LightGBM's Dask interface accepts a Dask DataFrame, Dask Series, or Dask Array as input.

In [None]:
features = [c for c in taxi_train.columns if c != target_col]

data = taxi_train[features]
label = taxi_train[target_col]

The model objects from `lightgbm.dask` have the same API as their scikit-learn equivalents. So, for example, `lightgbm.dask.DaskLGBMRegressor` can be used the same way that `lightgbm.sklearn.LGBMRegressor` can.

In [None]:
%%time

dask_reg = lgb.dask.DaskLGBMRegressor(
    silent=False,
    max_depth=5,
    random_state=708,
    objective="regression_l2",
    learning_rate=0.1,
    tree_learner="data",
    n_estimators=100,
    min_child_samples=1,
    n_jobs=-1,
)

dask_reg.fit(
    client=client,
    X=data,
    y=label,
)

<hr>

## Save model

The model object created above is an instance of `DaskLGBMRegressor`. If you don't want to have Dask as a dependency when you deploy this model, you can get a regular `lightgbm.sklearn.LGBMRegressor` from it with `.to_local()`.

In [None]:
local_reg = dask_reg.to_local()
print(type(local_reg))

If you'd prefer an even lower-level model object, you can also extract a LightGBM Booster from the fitted model object.

In [None]:
booster = dask_reg.booster_
print(type(booster))

To save this model, you have a few options:
    
* store the `DaskLGBMRegressor` with `cloudpickle`
* get a local `LGBMRegressor` with `dask_reg.to_local()`, then write that to bytes with `cloudpickle`
* save model to a text file using `dask_reg.booster_.save_model()`

The code below shows how to store the entire `DaskLGBMRegressor` using `cloudpickle`.

In [None]:
import cloudpickle
with open("model.pkl", "wb") as f:
    cloudpickle.dump(dask_reg, f)

<hr>

## Calculate metrics on test set

Machine learning training tries to create a model which can produce useful results on new data that it didn't see during training. To test how well we've accomplished that in this example, read in another month of taxi data.

In [None]:
taxi_test = dd.read_csv(
    "s3://nyc-tlc/trip data/yellow_tripdata_2019-02.csv",
    parse_dates=["tpep_pickup_datetime", "tpep_dropoff_datetime"],
    storage_options={"anon": True},
    assume_missing=True,
).sample(frac=0.01, replace=False)

Before creating predictions on this new dataset, it has to be transformed in exactly the way that the original training data were prepared. Thankfully you've already wrapped that transformation logic in a function!

In [None]:
taxi_test = prep_df(taxi_test, target_col=target_col)

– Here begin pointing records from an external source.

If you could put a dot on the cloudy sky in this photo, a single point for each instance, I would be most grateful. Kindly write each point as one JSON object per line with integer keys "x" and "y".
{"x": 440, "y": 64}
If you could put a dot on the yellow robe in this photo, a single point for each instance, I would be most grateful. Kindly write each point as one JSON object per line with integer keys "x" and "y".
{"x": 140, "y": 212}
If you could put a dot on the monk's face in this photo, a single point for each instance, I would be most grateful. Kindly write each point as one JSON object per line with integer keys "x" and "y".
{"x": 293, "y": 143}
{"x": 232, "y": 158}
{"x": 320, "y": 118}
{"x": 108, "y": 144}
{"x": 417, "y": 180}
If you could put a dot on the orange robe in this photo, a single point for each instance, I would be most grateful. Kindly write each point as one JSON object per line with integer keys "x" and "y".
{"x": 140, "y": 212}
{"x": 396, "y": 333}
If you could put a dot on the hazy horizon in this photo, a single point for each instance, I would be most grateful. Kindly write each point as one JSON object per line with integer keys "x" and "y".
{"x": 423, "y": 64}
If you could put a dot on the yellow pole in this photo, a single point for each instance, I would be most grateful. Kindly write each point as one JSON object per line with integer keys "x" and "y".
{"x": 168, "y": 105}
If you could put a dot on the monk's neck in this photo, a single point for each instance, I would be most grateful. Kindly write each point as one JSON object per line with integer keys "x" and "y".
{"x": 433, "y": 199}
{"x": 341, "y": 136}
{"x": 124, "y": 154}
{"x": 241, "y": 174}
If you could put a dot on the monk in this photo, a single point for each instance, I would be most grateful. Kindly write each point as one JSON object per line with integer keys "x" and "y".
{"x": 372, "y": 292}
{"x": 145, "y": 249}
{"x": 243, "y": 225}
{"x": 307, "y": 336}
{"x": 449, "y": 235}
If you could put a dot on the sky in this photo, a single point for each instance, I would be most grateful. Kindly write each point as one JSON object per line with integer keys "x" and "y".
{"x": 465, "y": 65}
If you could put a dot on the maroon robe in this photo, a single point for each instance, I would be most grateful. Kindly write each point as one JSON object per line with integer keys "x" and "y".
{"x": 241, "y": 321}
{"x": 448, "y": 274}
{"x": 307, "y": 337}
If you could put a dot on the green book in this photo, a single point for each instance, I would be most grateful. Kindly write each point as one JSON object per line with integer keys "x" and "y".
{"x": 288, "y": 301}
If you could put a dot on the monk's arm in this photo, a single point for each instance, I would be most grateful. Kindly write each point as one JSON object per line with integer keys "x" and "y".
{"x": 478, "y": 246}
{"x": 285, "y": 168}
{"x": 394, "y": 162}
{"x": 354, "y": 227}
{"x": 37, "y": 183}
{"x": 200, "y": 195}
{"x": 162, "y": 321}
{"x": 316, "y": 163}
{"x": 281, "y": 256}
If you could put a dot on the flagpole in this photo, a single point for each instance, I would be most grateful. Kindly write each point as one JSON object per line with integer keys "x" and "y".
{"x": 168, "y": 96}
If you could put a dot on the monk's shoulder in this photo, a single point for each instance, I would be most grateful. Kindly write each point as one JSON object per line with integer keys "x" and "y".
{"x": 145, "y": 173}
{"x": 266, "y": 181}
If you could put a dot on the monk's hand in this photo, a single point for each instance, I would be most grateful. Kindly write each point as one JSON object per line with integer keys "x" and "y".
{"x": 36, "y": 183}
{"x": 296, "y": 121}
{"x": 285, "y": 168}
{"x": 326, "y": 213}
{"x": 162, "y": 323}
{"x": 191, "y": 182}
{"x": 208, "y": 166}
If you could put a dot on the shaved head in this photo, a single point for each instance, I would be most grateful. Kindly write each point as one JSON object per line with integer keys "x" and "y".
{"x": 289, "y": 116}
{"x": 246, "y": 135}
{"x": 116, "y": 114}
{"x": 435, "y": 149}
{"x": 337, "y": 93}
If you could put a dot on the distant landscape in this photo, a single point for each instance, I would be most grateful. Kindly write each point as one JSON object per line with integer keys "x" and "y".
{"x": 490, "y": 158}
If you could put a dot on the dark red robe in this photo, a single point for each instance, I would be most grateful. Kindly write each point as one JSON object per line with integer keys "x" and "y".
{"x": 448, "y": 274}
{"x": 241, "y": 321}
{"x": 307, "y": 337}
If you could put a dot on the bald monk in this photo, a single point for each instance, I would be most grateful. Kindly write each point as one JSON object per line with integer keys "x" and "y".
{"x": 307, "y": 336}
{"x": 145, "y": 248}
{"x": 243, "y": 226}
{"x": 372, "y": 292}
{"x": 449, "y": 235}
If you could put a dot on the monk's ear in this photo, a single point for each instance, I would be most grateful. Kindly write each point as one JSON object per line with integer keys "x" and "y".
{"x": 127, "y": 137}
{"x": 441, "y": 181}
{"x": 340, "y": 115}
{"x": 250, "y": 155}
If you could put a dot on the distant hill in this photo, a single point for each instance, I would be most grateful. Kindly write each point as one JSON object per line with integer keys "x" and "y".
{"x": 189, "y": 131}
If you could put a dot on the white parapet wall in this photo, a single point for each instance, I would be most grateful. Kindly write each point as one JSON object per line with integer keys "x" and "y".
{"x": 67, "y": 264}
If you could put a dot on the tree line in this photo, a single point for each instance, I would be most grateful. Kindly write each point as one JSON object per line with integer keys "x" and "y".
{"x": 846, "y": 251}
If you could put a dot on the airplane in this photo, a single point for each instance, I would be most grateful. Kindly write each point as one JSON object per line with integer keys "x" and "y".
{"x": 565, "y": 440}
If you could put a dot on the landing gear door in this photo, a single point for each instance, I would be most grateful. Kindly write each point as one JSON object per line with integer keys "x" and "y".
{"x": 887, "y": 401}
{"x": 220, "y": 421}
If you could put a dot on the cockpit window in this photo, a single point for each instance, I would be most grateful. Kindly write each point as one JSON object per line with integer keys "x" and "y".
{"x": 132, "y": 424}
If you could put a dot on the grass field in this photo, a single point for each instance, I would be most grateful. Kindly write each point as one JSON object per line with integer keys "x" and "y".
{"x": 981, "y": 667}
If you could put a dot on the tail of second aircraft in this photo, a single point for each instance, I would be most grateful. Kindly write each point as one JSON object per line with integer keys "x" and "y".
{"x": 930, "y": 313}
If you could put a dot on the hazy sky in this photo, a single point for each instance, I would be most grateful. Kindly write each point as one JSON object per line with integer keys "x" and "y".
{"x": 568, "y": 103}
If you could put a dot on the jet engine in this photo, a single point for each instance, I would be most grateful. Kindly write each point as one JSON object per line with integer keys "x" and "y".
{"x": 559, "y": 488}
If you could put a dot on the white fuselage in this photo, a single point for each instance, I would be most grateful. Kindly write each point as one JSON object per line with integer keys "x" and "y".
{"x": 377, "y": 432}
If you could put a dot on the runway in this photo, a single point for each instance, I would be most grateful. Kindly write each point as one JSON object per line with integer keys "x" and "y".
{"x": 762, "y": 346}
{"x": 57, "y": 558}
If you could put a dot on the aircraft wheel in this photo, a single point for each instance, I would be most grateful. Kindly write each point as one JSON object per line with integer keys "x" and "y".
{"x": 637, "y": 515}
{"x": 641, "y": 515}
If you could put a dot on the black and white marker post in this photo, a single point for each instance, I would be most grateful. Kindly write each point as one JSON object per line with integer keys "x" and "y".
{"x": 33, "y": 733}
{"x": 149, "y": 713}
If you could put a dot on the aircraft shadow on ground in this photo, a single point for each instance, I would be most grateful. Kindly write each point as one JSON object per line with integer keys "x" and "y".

taxi_test = taxi_test.persist()
_ = wait(taxi_test)

The Dask model object's `.predict()` method allows you to create predictions based on Dask Array or Dask DataFrame input.

In [None]:
import numpy as np

preds = dask_reg.predict(
    X=taxi_test[features],
    y=taxi_test[target_col].to_dask_array(),
    dtype=np.float32
)

In [None]:
help(dask_reg.predict)

The model produced by this training run is an instance of `DaskLGBMRegressor`. To get a regular non-Dask model (which can be pickled and saved), run `.to_local()`.

In [None]:
local_model = dask_reg.to_local()
type(local_model)

You can visualize this model by looking at a data frame representation of it.

In [None]:
local_model.booster_.trees_to_dataframe()

In [None]:
preds = dask_reg.predict(data[:100])
type(preds)

In [None]:
preds.compute()

In [None]:
pred_leaf = dask_reg.predict(data[:100], pred_leaf=True).compute()
pred_leaf